Deletion is a one-way operation

This is the part we're proudest of. When you delete your Ophie account, the very first thing that happens is your DEK is set to NULL in the live database. Your in-process key cache is evicted. Your encrypted rows are tombstoned. Your Pinecone vectors are deleted via API.

After the Postgres point-in-time recovery window closes — the backup horizon — a background sweep permanently hard-deletes the tombstoned rows. At that point, even a backup restore cannot bring your content back, because the key needed to decrypt it no longer exists in any backup.

Most products quietly hold onto deleted data "for backups" for 30 to 90 days. We do too — but the ciphertext in those backups is unreadable the moment your key is destroyed.

What we're honest about

Marketing pages love absolutes. We tried to write ours without any. There are real caveats and we'd rather you find them here than in a blog post about us:

  • This is not end-to-end encryption. The server holds your key in memory during your sessions. We explain why above.
  • Voice subprocessors handle audio in transit. LiveKit transports the audio, Deepgram transcribes it, Cartesia synthesizes the response. Each operates under its own retention policy, listed in our subprocessor index.
  • Pinecone sees embeddings. Vector representations of your memories are needed for similarity search. We pair them with an opaque ciphertext sidecar — the actual content requires KMS decryption to read — but the embedding itself is not encrypted at the vendor side.
  • The cache eviction window is not instantaneous. When you delete your account, your key is NULLed in the database immediately, but another worker process that already loaded it may keep it in memory for up to 10 minutes (the cache TTL).
  • This has not been externally audited. Yet. Every encryption-touching change goes through a self-review log committed to the repo, and the architecture is documented openly. External audit is on the roadmap.

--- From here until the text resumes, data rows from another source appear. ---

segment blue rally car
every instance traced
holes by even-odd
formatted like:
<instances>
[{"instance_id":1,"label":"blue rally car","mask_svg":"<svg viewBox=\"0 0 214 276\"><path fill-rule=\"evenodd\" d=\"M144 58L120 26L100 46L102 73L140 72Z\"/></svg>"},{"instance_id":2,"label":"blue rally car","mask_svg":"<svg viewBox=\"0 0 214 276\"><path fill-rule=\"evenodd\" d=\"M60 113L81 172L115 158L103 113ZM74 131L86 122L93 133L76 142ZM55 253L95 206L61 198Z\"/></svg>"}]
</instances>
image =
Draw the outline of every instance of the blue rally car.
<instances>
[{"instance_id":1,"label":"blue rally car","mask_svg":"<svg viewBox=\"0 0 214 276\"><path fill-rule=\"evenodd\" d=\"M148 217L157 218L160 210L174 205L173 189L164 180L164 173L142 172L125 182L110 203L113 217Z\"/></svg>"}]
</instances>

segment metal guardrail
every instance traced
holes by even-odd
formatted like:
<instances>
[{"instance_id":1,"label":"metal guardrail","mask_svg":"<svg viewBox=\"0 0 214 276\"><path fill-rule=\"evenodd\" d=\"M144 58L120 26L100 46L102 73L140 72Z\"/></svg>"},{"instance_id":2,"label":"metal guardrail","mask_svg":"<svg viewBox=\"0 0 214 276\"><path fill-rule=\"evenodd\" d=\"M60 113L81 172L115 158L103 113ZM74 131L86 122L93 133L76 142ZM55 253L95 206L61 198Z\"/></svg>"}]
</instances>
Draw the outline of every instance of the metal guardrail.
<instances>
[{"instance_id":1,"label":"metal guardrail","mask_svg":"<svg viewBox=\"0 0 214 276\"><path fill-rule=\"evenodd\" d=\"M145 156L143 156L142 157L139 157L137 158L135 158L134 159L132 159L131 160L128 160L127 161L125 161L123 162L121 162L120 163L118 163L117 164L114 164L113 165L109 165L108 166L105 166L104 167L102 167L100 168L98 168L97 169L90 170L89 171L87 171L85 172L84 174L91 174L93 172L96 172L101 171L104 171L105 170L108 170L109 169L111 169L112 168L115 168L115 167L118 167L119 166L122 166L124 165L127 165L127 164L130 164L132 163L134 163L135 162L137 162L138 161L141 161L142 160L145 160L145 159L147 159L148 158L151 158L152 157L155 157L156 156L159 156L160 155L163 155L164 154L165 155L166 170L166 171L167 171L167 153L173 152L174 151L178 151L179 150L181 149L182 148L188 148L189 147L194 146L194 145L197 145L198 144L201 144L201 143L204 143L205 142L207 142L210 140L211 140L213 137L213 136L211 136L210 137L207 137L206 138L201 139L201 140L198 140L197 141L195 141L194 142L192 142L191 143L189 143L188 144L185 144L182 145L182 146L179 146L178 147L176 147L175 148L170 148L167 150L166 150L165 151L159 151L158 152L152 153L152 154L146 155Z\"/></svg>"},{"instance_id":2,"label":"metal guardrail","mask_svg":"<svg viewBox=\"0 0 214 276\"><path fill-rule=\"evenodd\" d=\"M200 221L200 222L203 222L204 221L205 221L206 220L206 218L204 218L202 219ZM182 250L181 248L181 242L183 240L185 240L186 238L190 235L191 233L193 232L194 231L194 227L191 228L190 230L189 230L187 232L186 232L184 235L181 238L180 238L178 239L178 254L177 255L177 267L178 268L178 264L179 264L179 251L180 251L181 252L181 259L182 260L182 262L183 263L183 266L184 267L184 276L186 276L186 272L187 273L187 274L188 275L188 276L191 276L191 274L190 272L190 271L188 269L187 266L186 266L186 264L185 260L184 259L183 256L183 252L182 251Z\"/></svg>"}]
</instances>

What it took to build this

Eleven distinct phases. Sixty-five engineering plans. A terraform module for AWS KMS. A migration that touched every table holding user content. A dual-write soak window where ciphertext and plaintext lived side by side until we were certain decryption worked, before we dropped the plaintext columns. A nonce-counter hard-stop that prevents nonce reuse even under pathological write loads. A custom self-review PR template so encryption changes can never be merged silently.

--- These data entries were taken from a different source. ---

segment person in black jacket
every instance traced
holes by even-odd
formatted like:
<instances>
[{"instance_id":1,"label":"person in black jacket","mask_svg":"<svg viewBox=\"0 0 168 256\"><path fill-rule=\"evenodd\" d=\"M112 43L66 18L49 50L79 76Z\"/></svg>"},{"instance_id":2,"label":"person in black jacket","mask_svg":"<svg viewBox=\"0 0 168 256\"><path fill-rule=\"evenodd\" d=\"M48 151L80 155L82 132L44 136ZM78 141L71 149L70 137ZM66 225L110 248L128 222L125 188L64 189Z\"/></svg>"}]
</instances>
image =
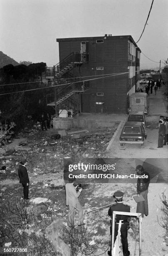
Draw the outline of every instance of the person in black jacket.
<instances>
[{"instance_id":1,"label":"person in black jacket","mask_svg":"<svg viewBox=\"0 0 168 256\"><path fill-rule=\"evenodd\" d=\"M19 183L22 183L23 187L23 195L24 200L29 200L29 179L27 171L26 166L27 164L27 161L25 159L20 162L18 170L19 177Z\"/></svg>"},{"instance_id":2,"label":"person in black jacket","mask_svg":"<svg viewBox=\"0 0 168 256\"><path fill-rule=\"evenodd\" d=\"M150 175L148 172L145 171L142 165L138 165L136 167L136 171L139 177L137 180L137 194L142 195L145 199L145 201L137 203L136 212L141 213L142 217L143 218L144 214L146 216L148 216L148 187L150 182ZM141 177L143 174L148 176L148 178Z\"/></svg>"},{"instance_id":3,"label":"person in black jacket","mask_svg":"<svg viewBox=\"0 0 168 256\"><path fill-rule=\"evenodd\" d=\"M113 205L109 210L108 214L111 217L113 217L113 212L114 211L118 212L130 212L130 207L127 205L124 205L123 202L123 197L124 193L121 191L116 191L114 193L114 196L115 197L116 204ZM128 224L130 217L126 215L116 215L114 228L114 243L116 238L118 235L119 229L119 221L122 220L121 227L120 230L121 236L121 237L122 245L124 256L128 256L130 253L128 251ZM110 234L112 236L112 220L111 222L111 225L110 229ZM110 251L108 251L108 255L111 256L111 239L110 244Z\"/></svg>"}]
</instances>

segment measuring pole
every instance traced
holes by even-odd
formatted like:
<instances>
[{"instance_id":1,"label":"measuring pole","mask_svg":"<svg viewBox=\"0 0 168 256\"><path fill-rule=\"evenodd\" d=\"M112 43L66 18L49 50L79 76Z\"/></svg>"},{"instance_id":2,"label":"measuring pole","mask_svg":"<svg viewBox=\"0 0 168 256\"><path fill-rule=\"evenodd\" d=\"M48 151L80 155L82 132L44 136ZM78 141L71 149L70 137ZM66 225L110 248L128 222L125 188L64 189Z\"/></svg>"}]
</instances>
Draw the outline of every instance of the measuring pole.
<instances>
[{"instance_id":1,"label":"measuring pole","mask_svg":"<svg viewBox=\"0 0 168 256\"><path fill-rule=\"evenodd\" d=\"M54 74L54 101L55 102L55 117L57 117L57 99L56 99L56 81L55 79L55 66L53 66L53 74Z\"/></svg>"},{"instance_id":2,"label":"measuring pole","mask_svg":"<svg viewBox=\"0 0 168 256\"><path fill-rule=\"evenodd\" d=\"M160 76L161 74L161 60L160 61L160 66L159 66L159 81L160 81Z\"/></svg>"}]
</instances>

The unsexy answer to "why did this take months" is that the failure modes of encryption work are subtle and mostly invisible. A bug here doesn't crash the app. It quietly produces ciphertext that can never be decrypted, or decrypted ciphertext that gets logged somewhere it shouldn't. Every step had to be reversible until the last step, which by design isn't.

What's next

The architecture is live. Every new session you start with Ophie is encrypted under this model. Existing sessions were backfilled. The decision now is what to harden next: external audit, automatic per-user key rotation, optional CMEK for Pinecone if they add it to the Standard tier. We'll update the changelog when those land.

If you're a security researcher and you spot something we've gotten wrong, please email team@ophie.app. We'll update the docs and credit you.

If you're a user wondering whether your stuff is safe: it is, in the specific ways described above, and we'll keep being explicit about the parts that aren't. The whole point of working at this for as long as we did is that we wanted you to be able to talk to Ophie about anything — without having to think about who else might one day read it.